The Castle in the Pyrenees

Tomorrow morning (4 Sept) I am at the Brisbane Writers Festival, where I will be in conversation with Jostein Gaarder, the author of Sophie's World (1991) and now The Castle in the Pyrenees (originally published in Norwegian in 2008, the English translation this year).

The Castle in the Pyrenees tells the story of a middle-aged couple who meet, after thirty years apart, on the very same hotel balcony (in a fjord in Western Norway) where their intense relationship had ended all those years before, because of a mysterious event, one they promised never to mention again.

Steinn and Solrun have since married, and had children, but after meeting on the balcony they begin an email correspondence, one that leads to a discussion of spiritual beliefs, science, cosmic consciousness, and also, eventually, the mysterious event they had vowed to leave behind them. They have quite different views on all of these topics.

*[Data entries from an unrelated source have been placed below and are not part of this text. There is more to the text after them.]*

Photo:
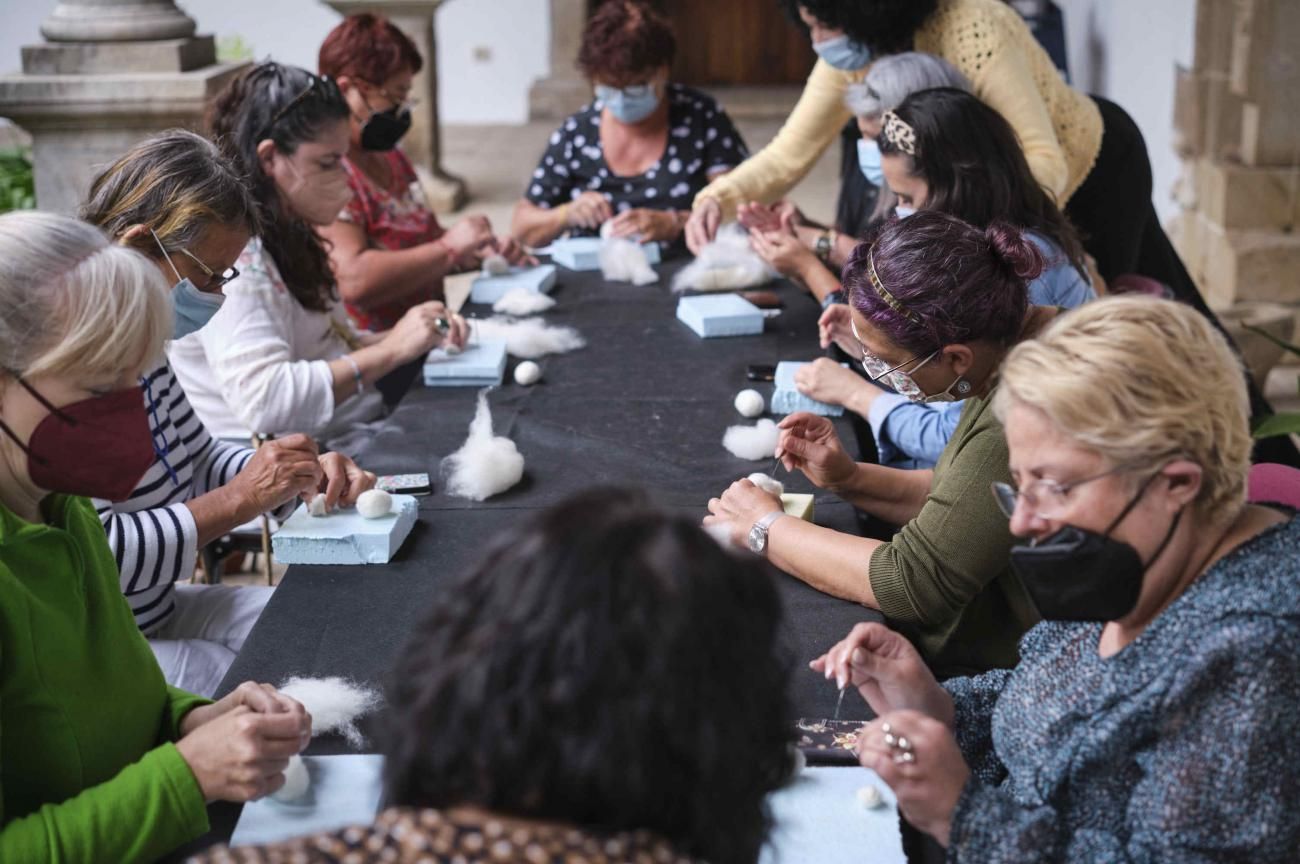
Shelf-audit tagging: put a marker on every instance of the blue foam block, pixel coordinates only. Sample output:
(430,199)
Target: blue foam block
(787,398)
(489,289)
(720,315)
(584,252)
(345,535)
(481,364)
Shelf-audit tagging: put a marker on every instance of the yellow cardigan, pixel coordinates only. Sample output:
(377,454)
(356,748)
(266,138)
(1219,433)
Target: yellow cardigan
(1058,126)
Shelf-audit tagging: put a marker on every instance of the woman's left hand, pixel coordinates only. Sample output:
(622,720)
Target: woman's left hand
(930,781)
(739,508)
(343,481)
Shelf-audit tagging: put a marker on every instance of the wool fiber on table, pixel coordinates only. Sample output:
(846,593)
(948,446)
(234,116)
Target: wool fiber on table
(753,442)
(727,264)
(521,303)
(528,339)
(485,464)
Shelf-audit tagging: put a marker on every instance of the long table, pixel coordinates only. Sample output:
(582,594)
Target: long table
(644,404)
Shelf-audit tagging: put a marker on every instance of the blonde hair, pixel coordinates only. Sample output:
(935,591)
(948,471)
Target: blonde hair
(1142,381)
(70,300)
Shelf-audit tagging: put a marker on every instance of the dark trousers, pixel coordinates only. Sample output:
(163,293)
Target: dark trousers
(1114,213)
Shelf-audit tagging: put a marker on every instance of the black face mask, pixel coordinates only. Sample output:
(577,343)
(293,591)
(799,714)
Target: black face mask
(385,129)
(1082,576)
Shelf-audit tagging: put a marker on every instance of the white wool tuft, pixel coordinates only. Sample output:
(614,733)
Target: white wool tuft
(531,338)
(753,442)
(727,264)
(767,483)
(334,704)
(521,302)
(485,465)
(750,403)
(623,260)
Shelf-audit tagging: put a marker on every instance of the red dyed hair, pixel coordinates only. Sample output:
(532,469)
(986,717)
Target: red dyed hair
(624,40)
(368,47)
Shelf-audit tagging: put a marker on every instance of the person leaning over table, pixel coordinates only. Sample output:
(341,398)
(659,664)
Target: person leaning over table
(280,356)
(180,202)
(1152,716)
(636,156)
(528,724)
(936,305)
(100,760)
(944,150)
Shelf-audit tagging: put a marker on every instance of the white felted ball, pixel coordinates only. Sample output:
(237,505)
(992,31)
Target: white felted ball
(753,442)
(528,373)
(485,465)
(375,503)
(767,483)
(297,781)
(750,403)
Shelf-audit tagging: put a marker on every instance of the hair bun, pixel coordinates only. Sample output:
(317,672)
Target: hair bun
(1014,250)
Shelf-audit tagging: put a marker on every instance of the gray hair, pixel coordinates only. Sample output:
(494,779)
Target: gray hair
(72,302)
(895,77)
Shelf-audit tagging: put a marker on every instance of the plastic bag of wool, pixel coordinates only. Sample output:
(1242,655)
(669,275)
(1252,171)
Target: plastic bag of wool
(727,264)
(485,464)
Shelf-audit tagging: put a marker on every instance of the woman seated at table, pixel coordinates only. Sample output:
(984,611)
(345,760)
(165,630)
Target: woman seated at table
(280,355)
(936,305)
(941,150)
(1152,716)
(176,199)
(388,250)
(640,152)
(102,760)
(527,720)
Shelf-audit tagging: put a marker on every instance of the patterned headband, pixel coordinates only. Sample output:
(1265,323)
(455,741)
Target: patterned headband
(883,291)
(900,134)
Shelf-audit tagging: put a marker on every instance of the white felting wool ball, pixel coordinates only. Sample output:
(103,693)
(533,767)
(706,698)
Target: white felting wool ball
(750,403)
(753,442)
(767,483)
(375,503)
(485,465)
(528,373)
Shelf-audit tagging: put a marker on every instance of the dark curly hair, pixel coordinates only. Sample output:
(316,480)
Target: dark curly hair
(973,163)
(610,665)
(623,42)
(289,105)
(885,26)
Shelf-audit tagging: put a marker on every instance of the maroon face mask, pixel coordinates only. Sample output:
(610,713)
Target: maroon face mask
(98,447)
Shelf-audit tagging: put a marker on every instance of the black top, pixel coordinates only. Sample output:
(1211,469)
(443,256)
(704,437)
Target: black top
(701,143)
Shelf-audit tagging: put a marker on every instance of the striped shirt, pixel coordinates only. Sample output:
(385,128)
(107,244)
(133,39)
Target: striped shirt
(152,533)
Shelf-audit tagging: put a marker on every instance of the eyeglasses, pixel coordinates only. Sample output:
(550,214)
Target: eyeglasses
(1044,496)
(898,381)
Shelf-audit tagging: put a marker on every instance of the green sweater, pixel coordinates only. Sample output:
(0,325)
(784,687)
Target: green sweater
(945,578)
(87,771)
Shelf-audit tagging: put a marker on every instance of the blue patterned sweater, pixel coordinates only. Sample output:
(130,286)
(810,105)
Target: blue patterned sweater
(1182,747)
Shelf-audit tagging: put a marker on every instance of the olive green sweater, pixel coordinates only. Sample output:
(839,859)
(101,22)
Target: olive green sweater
(87,771)
(945,578)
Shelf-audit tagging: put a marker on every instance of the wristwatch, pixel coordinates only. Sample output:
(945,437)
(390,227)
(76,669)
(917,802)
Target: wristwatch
(757,539)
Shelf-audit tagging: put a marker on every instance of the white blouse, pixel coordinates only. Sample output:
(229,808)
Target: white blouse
(261,364)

But as the correspondence progresses, they seem to draw nearer to each other's position, and they also come closer to facing what troubles them most about their shared past.

It's a thrilling and beautiful work. Like Sophie's World, the novel is a vehicle for philosophical and scientific ideas, but the characterization of Steinn and Solrun is rich and humane: thirty years on, they are still in love, and as unable to escape their feelings for each other as they are the event that divided them. They have never recovered from their break-up, and at the same time they have never really broken up.

The ideas are wide-ranging, but arise naturally through the relationship between the characters. Stein is a scientist who explains the past and his beliefs through the material language of his field, which is climate change; Solrun is convinced that there is life for the soul after death, and wants Stein to believe in something that science doesn't acknowledge.

I got to meet Jostein Gaarder at the opening night of the festival, and the two of us tried not to discuss the novel in too much detail, as far as we could saving the best for tomorrow. But I'm hoping the session will be as much fun as our conversation on the opening night, because the topics deserve it: the relationship between environment and spirituality, storytelling and perception, and love and belief.

Jostein's certainly managed to bring these together in his novel.